「哀しい記憶だけ失うことはできませんか?」記憶喪失男が治療を通して心に宿した思いとは?『林檎とポラロイド』予告編&新場面写真

第77回ベネチア国際映画祭オリゾンティ部門オープニング作品として選出され、さらにケイト・ブランシェットが作品に惚れ込み完成後にもかかわらず、エグゼクティブ・プロデューサーに名乗りを上げたクリストス・ニク監督のデビュー作『林檎とポラロイド』が、3月11日より公開される。このほど、本作の予告編と新場面写真がお披露目となった。

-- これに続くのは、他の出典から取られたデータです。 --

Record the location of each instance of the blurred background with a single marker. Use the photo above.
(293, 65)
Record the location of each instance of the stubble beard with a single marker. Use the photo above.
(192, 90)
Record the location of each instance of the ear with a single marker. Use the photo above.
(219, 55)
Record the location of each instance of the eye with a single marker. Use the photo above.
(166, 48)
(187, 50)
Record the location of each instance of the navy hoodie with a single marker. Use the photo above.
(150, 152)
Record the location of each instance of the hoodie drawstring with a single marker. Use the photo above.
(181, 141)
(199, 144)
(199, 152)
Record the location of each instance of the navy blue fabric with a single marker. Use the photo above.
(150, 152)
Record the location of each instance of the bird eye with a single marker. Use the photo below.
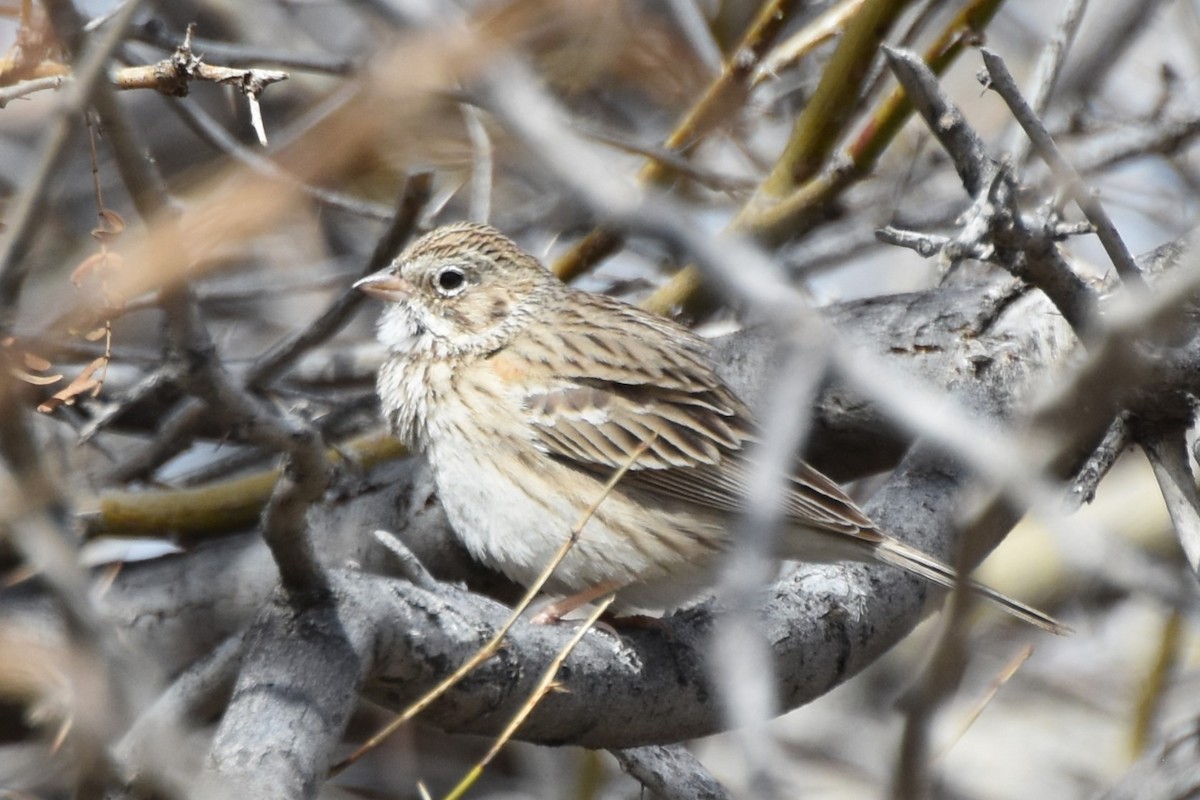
(450, 281)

本作は、記憶喪失を引き起こす奇病が蔓延する世界で、突然記憶を失った主人公の男が、治療のための回復プログラム「新しい自分」に参加し、毎日送られてくるカセットテープに吹き込まれた様々なミッションをこなしていくという斬新な設定の物語。自転車に乗る、仮装パーティーで友達をつくる、ホラー映画を見る。そして、その新たな経験をポラロイドに記録する。様々なミッションをこなして行く中で、ある日、男は、同じくプログラムに参加する女と出会い、仲良くなっていく。しかし、「新しい日常」に慣れてきた頃、男は忘れたはずの以前住んでいた番地をふと口にする…。物語が進むにつれて、新しい思い出を作るためのミッションが、男の過去を徐々に紐解いていく。

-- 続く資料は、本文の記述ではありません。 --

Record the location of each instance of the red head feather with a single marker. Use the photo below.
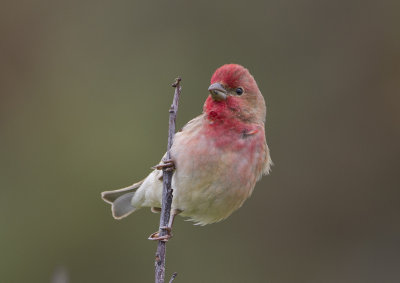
(233, 76)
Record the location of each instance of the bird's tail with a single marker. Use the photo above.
(120, 200)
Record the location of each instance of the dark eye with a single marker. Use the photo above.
(239, 91)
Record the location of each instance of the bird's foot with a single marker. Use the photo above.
(168, 165)
(156, 235)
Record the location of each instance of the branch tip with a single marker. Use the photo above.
(176, 83)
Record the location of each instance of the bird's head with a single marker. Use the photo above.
(234, 93)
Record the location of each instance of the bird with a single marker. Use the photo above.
(217, 157)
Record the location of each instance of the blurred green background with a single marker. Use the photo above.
(84, 98)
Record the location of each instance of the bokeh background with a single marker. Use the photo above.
(84, 98)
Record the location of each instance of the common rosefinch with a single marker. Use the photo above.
(219, 156)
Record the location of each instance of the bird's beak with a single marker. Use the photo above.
(218, 92)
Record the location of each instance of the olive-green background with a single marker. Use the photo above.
(84, 98)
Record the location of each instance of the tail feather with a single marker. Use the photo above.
(120, 200)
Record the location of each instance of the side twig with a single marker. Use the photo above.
(167, 191)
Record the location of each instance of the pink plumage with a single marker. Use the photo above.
(219, 156)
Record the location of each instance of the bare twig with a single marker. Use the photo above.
(167, 191)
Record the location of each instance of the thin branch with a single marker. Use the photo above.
(167, 191)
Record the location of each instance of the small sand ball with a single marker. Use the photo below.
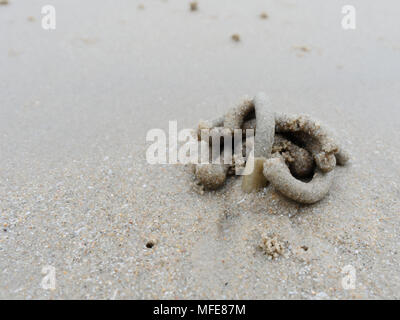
(236, 37)
(193, 6)
(271, 246)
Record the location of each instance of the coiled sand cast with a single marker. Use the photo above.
(296, 154)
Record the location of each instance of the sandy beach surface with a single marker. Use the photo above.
(77, 194)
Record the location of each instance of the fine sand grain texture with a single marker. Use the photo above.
(77, 194)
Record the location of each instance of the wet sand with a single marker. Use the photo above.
(76, 192)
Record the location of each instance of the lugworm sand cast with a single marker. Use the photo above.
(287, 150)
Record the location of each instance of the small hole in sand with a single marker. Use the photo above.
(150, 244)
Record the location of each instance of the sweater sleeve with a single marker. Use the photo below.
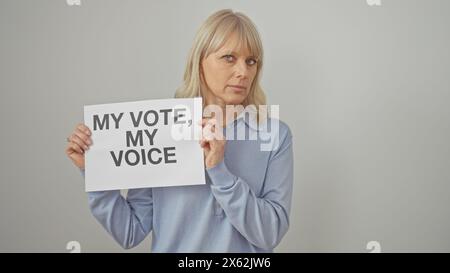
(262, 220)
(128, 220)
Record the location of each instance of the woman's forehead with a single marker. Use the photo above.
(235, 47)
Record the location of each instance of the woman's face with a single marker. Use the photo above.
(228, 74)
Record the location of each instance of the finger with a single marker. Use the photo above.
(73, 147)
(76, 139)
(84, 129)
(85, 138)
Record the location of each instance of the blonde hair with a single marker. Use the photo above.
(211, 37)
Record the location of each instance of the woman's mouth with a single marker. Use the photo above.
(238, 88)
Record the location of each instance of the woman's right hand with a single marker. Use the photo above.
(77, 143)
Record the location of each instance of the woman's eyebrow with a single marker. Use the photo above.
(232, 52)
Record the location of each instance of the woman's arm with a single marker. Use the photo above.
(127, 220)
(262, 220)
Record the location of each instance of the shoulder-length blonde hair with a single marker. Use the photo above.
(211, 37)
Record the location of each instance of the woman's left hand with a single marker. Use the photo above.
(212, 142)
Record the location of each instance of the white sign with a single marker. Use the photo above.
(141, 144)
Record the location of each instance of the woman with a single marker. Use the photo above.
(245, 204)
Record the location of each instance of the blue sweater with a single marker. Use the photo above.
(243, 207)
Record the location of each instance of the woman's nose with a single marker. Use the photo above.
(241, 69)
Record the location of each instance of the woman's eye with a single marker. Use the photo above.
(251, 61)
(228, 58)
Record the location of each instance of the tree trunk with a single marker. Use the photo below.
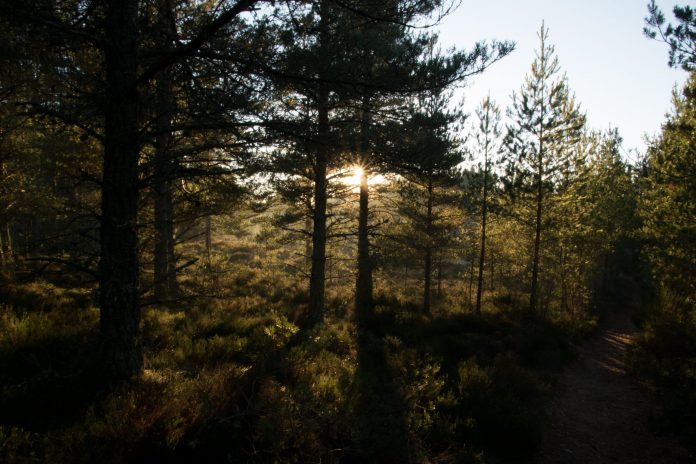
(121, 348)
(317, 278)
(363, 285)
(484, 210)
(427, 265)
(208, 238)
(164, 258)
(439, 277)
(537, 232)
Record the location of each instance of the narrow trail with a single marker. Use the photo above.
(602, 413)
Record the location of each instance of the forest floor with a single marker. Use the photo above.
(602, 414)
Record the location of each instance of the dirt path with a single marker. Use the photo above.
(601, 414)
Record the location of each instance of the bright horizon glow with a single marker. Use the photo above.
(619, 77)
(354, 173)
(357, 174)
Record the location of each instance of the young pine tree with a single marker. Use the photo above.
(545, 124)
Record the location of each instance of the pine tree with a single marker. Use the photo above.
(487, 137)
(546, 122)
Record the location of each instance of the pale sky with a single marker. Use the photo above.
(620, 78)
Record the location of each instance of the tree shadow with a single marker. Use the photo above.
(380, 411)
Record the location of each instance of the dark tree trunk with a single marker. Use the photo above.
(165, 261)
(118, 267)
(491, 266)
(317, 278)
(537, 232)
(484, 210)
(439, 277)
(363, 286)
(208, 238)
(164, 257)
(428, 259)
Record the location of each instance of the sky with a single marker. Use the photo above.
(620, 78)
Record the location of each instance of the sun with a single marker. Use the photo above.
(357, 175)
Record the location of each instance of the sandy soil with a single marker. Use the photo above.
(602, 414)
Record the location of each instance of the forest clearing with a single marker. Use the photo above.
(266, 231)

予告編は、「私は、映画界の新たなる才能にふれ、喜びを感じました」というケイト・ブランシェットの賛辞から始まる。記憶喪失という普通に考えれば一大事が起きたにも関わらず、この世界の患者や医者は飄々とそれに向き合う。記憶をなくす奇病が蔓延した世の中で、主人公の男は病院から薦められた「新しい自分」プログラムに参加することに。「自転車に乗る」「ホラー映画を見る」「仮装パーティーで友達を作る」など日々与えられたミッションをこなす主人公の姿は、いたって真剣で真面目なのに、観る者はどこかおかしく感じてしまう。しかし、男が、同じ治療を受ける仲間と出会いお互いのことを話すうち、親族の迎えがなく身寄りのないことや、ある忘れられない事実が浮かび上がる。冒頭のケイトの言葉で「哀しみの核を持ち、同時に心をくすぐられる映画」と形容された“哀しみの核”とは、一体なんなのか?「哀しい記憶だけ失うことはできませんか?」というキャッチコピーに乗せた、主人公の心の内にある本当の思いとは?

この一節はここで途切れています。